Creator Caroline Dries confirmed in an interview that The CW's 'Batwoman' was inspired by the comic book 'Batwoman: Elegy' by Greg Rucka. After having watched the first episode of the show, and having seen the very many trailers and teasers that the network has released, I do see a parallel, but the show starring Ruby Rose as the titular character, veers away from the main plot point of Rucka's comic book right from the get-go.

The comics were published as a part of 'Batman: Reborn' issue and it begins with Batman overseeing Batwoman's case as she investigates the thirteen Religion of Crime covens in Gotham City.

Photos courtesy: Twitter.

Batman tells her that while this is her case, he will be watching out for her and be ready to jump and help her out when necessary. This happens to be the first difference. In the comics, Bruce Wayne disappears in the aftermath of Battle for the Cowl leaving a power vacuum, and it is the status quo that is redefined in 'Batman: Reborn'.

In the show, the creators have entirely removed Batman's presence for the time being. 



 

The timeline of the show is three years after Batman's disappearance when crime rate has shot up in Gotham City, and the sole protector of the city that was once watched by the caped crusader happens to be Kate Kane's father, Jacob Kane, and his security company. From the first episode that premiered at San Diego Comic-Con 2019 followed by Paleyfest 2019, it was clear that Jacob Kane had no idea about his daughter's outings at night and the episode also shows an underlying tension between father and daughter.
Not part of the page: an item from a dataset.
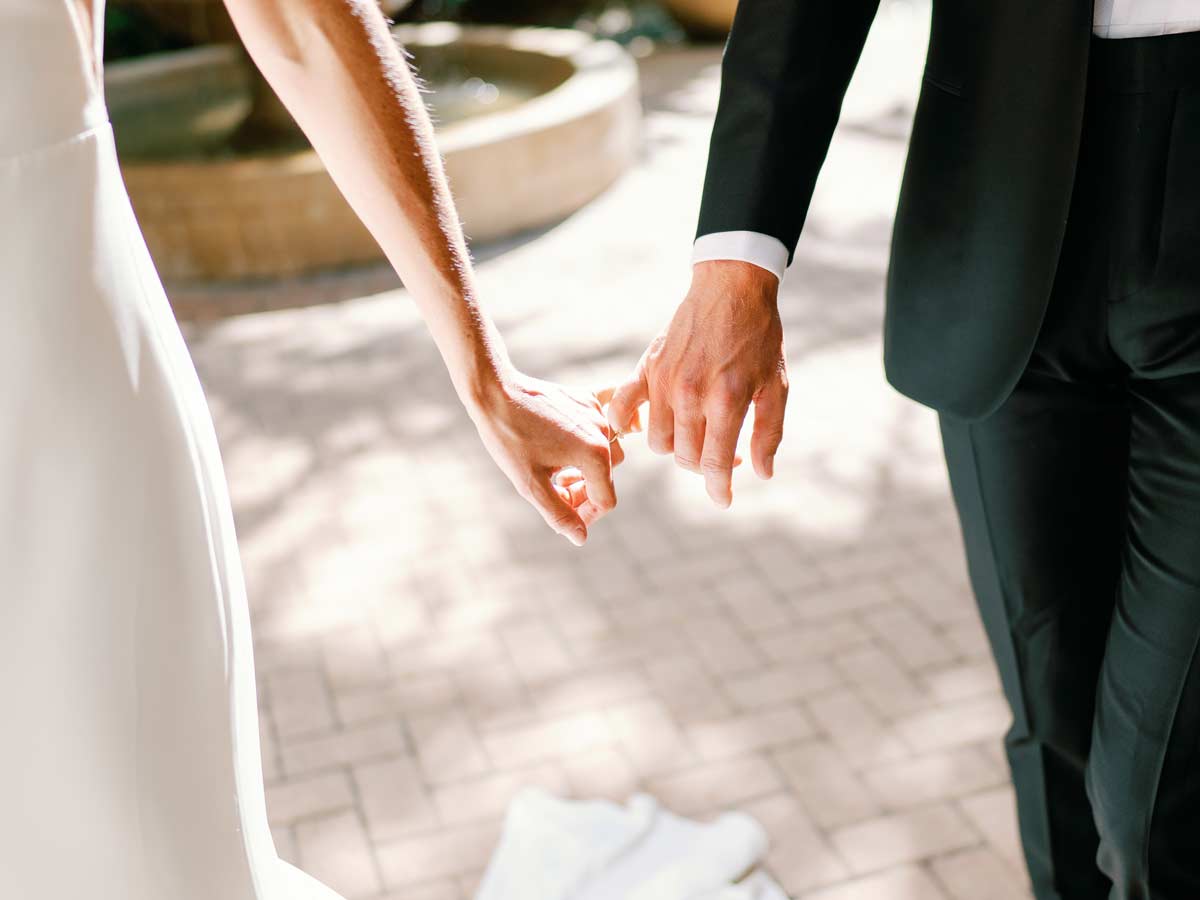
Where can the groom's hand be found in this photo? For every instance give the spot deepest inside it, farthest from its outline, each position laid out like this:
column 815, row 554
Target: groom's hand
column 723, row 351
This unhappiness has to do with Kate's discharge from the military under the 'Don't Ask, Don't Tell' policy after her relationship with fellow officer Sophie Moore (Megan Tandy) is discovered. While Sophie stayed back at the academy, Kate came out to her senior officers and as a result, was discharged. Sure Jacob is happy to see that his daughter is back in town and ready to help, but after the kidnapping of one of the security personnel of Crows by a gang, he wants his daughter to stay out of the whole thing. He has no intention of letting her help and even goes as far as to say that she is a female Bruce Wayne. 

A still of Alice in 'Batwoman' episode 1. (Source: The CW)

The CW show is an origin story and so it sets up Kate Kane's first brush with the super-suit by forcing her into a situation which may lead to the loss of a loved one. Her ex-girlfriend from the military, Sophie, is the one kidnapped by Alice, and in an effort to save her, Kate dons her cousin's suit. 

Now, in the comics, not only does Jacob help his daughter with her nightly activities, he even equips her with interesting weapons. Alice comes to Gotham after Kate as the leader of thirteen Religion of Crime covens, unlike in the show where Kate follows Alice into Gotham City. Once in town, Alice kidnaps Kate's father, because he is the one who supports Kate through her tough times, which also included her being stabbed through the heart in previous issues. 

With Batwoman being expected to become a part of the Elseworlds Crossover, where is The CW show headed and what exactly from the comic inspired the creator? We will have to wait and watch when the show premieres on October 6 on The CW at 8 p.m. ET.